To follow up on the work of last week and continue what I’ve found to be a useful pattern in other classes, I mean to return to drafting sample assignments to help my students better understand what they are asked to do for the class. I also continue to hope that my efforts will prove to be of both that benefit and others to readers yet unknown to me. In doing so, I narrate my process of composition and present the sample paper near the end of this blog post.
For the week’s assignment, students are asked to compile a first draft of an essay that addresses one of two assigned prompts, both of which respond to themes in assigned readings. The essays are asked to be three paragraphs in length–introduction, body, and conclusion–and to come under a cover page in APA formatting. No requirement for outside sourcing is expressed, so no outside sourcing is expected, though there is specific reference to the assigned readings, themselves, so it might be permissible.
To respond to the exercise, I began by setting up an APA-format document in Word. That is, I set up my document in double-spaced 12-point Times New Roman typeface with one-inch margins on letter-sized paper. I also arranged my cover page, running head, and pagination as prescribed by APA style. Given that I did not expect to need to use outside sources, I did not set up a references page.
That done, I settled on a topic to which to respond, whether responses to homeless persons or a central idea around an inspiring person. The second seemed a better fit for the class and the assignment, so I opted for it. With that done, I had to identify a person I find inspiring, and, with the person identified, I had to settle upon a central impression to convey about that person. (I’d done so in an earlier piece, so I had some experience to help me along, even if the subject differed.)
I typed that central idea into my document, then copied and pasted it on the next line of my document and highlighted the second in green. I tend to do so when I compose essays so that I know what thesis I am trying to support; as I draft forward, I do so behind the highlighted thesis, leaving it as an ever-present goal for my essay to achieve.
With a thesis in place, I worked to offer a paragraph of support for it. I try to draft essays thesis first, then body, so that I know where I am going for my introduction and whence I will proceed for my conclusion. The body drafted, I began to work on my conclusion, since I was already at that point in the paper; I rephrased my highlighted thesis, stripping away the highlighting, and wrote a brief note discussing future implications of that thesis.
After I put together a brief conclusion, I returned to the beginning of the paper to lead through an introduction into the thesis I had constructed.
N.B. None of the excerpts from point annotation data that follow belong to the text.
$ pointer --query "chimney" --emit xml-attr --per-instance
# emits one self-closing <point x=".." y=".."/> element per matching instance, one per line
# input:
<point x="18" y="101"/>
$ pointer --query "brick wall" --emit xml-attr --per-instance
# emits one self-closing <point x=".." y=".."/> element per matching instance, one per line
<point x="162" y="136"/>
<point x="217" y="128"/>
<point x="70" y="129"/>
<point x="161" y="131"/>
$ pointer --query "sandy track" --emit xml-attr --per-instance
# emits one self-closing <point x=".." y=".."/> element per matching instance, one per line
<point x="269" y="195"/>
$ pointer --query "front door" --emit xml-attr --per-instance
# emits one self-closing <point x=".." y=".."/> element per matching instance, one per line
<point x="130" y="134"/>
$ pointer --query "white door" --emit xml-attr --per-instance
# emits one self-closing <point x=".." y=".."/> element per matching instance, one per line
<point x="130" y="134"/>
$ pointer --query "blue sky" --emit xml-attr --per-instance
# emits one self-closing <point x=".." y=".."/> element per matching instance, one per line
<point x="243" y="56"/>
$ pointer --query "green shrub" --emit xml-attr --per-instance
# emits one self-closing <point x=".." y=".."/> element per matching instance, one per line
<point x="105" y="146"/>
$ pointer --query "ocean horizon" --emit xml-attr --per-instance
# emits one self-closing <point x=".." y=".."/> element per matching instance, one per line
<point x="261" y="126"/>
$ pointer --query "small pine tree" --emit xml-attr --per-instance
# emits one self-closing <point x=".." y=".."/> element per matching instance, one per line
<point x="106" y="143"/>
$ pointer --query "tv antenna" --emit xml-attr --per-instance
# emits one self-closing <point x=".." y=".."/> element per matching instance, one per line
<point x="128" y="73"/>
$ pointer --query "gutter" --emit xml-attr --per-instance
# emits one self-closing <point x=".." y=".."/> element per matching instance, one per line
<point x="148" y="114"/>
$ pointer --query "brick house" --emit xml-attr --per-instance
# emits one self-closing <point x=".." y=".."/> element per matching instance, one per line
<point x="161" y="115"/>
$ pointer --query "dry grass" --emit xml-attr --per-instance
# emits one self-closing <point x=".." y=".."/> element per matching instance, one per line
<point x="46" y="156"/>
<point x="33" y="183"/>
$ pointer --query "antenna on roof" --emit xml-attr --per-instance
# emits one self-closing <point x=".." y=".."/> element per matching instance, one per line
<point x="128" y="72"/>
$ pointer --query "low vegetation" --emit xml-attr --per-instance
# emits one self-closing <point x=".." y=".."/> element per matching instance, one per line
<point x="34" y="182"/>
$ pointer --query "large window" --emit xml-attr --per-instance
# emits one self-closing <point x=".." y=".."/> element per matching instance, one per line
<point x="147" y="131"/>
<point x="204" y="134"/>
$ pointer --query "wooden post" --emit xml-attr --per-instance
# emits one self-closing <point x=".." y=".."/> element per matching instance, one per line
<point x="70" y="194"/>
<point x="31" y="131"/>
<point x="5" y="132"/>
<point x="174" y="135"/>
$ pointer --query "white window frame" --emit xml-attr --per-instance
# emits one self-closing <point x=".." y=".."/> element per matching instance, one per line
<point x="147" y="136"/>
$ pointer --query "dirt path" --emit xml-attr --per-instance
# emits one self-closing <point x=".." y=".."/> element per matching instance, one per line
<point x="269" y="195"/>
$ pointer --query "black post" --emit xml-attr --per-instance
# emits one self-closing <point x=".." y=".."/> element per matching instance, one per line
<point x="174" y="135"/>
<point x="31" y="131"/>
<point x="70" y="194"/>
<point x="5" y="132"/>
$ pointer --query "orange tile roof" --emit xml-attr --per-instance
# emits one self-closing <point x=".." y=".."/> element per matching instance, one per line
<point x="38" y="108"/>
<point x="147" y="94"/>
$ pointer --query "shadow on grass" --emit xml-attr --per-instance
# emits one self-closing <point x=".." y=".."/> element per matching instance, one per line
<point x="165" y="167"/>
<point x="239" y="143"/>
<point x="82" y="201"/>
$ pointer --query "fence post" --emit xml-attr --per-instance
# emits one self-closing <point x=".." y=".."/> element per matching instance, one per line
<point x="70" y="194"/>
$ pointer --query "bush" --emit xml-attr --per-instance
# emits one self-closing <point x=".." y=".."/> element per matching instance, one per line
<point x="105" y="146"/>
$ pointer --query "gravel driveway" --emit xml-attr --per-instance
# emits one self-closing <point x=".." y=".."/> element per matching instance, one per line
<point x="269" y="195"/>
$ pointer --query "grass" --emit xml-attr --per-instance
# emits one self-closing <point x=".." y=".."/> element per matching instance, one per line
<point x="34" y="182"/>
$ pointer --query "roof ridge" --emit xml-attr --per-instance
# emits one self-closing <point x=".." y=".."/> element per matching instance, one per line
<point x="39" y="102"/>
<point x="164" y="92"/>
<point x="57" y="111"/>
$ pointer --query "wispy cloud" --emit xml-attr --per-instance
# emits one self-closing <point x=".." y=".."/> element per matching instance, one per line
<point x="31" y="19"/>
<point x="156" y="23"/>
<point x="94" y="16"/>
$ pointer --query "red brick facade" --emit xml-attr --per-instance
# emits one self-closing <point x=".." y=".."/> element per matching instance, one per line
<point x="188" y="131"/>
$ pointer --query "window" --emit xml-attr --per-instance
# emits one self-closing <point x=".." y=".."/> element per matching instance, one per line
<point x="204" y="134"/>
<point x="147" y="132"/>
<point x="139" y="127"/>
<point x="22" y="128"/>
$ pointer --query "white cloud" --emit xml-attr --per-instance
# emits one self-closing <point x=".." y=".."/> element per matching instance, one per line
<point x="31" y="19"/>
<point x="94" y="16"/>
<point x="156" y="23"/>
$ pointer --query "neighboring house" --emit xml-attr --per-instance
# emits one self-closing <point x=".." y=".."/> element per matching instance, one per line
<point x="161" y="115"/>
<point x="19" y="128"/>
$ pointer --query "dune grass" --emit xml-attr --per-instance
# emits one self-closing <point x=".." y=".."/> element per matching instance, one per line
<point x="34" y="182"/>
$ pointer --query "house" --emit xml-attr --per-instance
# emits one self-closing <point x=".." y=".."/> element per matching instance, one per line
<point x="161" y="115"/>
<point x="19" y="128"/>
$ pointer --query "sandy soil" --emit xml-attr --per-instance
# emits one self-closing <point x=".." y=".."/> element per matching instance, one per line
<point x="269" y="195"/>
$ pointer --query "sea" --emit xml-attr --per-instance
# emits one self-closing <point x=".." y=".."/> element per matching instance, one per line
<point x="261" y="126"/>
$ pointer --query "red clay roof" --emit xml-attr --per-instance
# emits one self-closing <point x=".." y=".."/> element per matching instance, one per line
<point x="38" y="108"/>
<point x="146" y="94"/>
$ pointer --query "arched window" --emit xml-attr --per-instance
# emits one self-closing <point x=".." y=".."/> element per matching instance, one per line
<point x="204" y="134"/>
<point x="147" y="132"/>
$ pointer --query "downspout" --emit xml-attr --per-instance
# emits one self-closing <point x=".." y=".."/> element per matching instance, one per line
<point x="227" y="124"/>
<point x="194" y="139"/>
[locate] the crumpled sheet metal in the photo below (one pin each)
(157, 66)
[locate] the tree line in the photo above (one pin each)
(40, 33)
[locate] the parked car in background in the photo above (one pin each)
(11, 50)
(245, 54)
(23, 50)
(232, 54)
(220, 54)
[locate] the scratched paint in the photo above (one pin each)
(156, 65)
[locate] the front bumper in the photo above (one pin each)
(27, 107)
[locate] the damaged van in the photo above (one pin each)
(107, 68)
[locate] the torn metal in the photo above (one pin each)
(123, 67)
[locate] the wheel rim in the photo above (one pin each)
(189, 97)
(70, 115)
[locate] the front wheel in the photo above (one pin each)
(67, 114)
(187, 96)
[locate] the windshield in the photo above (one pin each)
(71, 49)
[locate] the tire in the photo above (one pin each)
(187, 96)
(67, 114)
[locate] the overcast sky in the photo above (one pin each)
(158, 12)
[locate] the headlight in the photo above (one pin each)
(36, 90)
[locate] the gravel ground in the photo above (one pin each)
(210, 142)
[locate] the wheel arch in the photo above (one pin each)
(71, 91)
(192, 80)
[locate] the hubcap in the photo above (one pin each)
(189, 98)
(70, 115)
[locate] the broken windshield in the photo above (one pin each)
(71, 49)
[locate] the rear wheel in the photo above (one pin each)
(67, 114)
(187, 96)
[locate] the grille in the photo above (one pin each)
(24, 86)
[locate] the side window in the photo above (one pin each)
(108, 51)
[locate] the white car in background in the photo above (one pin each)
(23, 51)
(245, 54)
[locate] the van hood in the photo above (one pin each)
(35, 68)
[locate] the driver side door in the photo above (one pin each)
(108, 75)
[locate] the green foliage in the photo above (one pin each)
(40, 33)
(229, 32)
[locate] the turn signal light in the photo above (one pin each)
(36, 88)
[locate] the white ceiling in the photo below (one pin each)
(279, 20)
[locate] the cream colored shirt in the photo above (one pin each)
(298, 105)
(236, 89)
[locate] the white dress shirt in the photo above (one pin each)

Following a common introductory pattern, I offered some context for discussion before moving to narrow my focus and identify my topic. The thesis I already had in place followed, giving me a complete paragraph that already moved into a body of work.
With that done, I reviewed the piece for readability. I once again applied the Flesh-Kincaid reading level test, which again returned a result in line with what I had hoped to find. I was therefore able to proceed thence to review my document for style and mechanics. After making the adjustments that needed making, given exercise requirements and ease of reading, I put the document into an accessible format, which I present here in the hopes that it will be of use: G. Elliott Sample Essay.
I have commented from time to time about my own writing and my writing processes, not only here, but also in other venues. I’ve also recently looked back over some of the stuff that I’d written before, partly because it was relevant to the writing I was doing more recently, and partly because I am still subject to fits of nostalgia. Sometimes, those fits do something decent for me; I did a few things decently in my younger years, at least, and I have not let their promise lapse utterly as seems to have been the case with quite a few other things. Sometimes, they do bad things to me, largely when I end up dwelling on what could have been but now never will be. Occasionally, though, they give me occasion to pause for rumination–not that I am short on things that offer such gifts.
Across years of study and years after formal study ended, I have been writing. I flatter myself to think that I’ve gotten better at it over that time; I know I’ve gotten more willing to put the writing where other people can see it, and I know I continue to harbor the idea that the writing I do is of some value to others. And not just in the way that any writer who writes for a public has to harbor such a thought (and all do, else they’d not put their writing where others are apt to see it); as the sample assignment responses I’ve been doing suggest, I expect the writing I do to be of direct benefit with tasks at hand in, at least the short term and for at least some of the work I do.
But I’ve also mused in other venues about looking back over older essays of mine and revising and otherwise updating them. (Admittedly, paratext is what comes to mind, but paratext is important, as I’ve argued and as others have far more eloquently and successfully argued.) I’ve got most of my old papers–those written since I gave up on trying to become a band director when I grow up–on file, and a great many of them would work as the kind of thing I tend to post here. They need more work than reformatting and insertion of paratextual norms such as illustrative and decorative graphics and HTML-compliant section headings, of course. Even the things I wrote a scant few years ago show their age and my relative immaturity, and I know that the things I wrote in my first year as an English major are far more dated, far less refined, far more annoying than what I put out now. (I have more sympathy with some of my professors now than I once did.) Revisiting and amending the work, though, might well do me some good; there are at least a few ideas that could stand some attention and refreshing, and the rest could well be taken as the kind of penitence a man like me might well do.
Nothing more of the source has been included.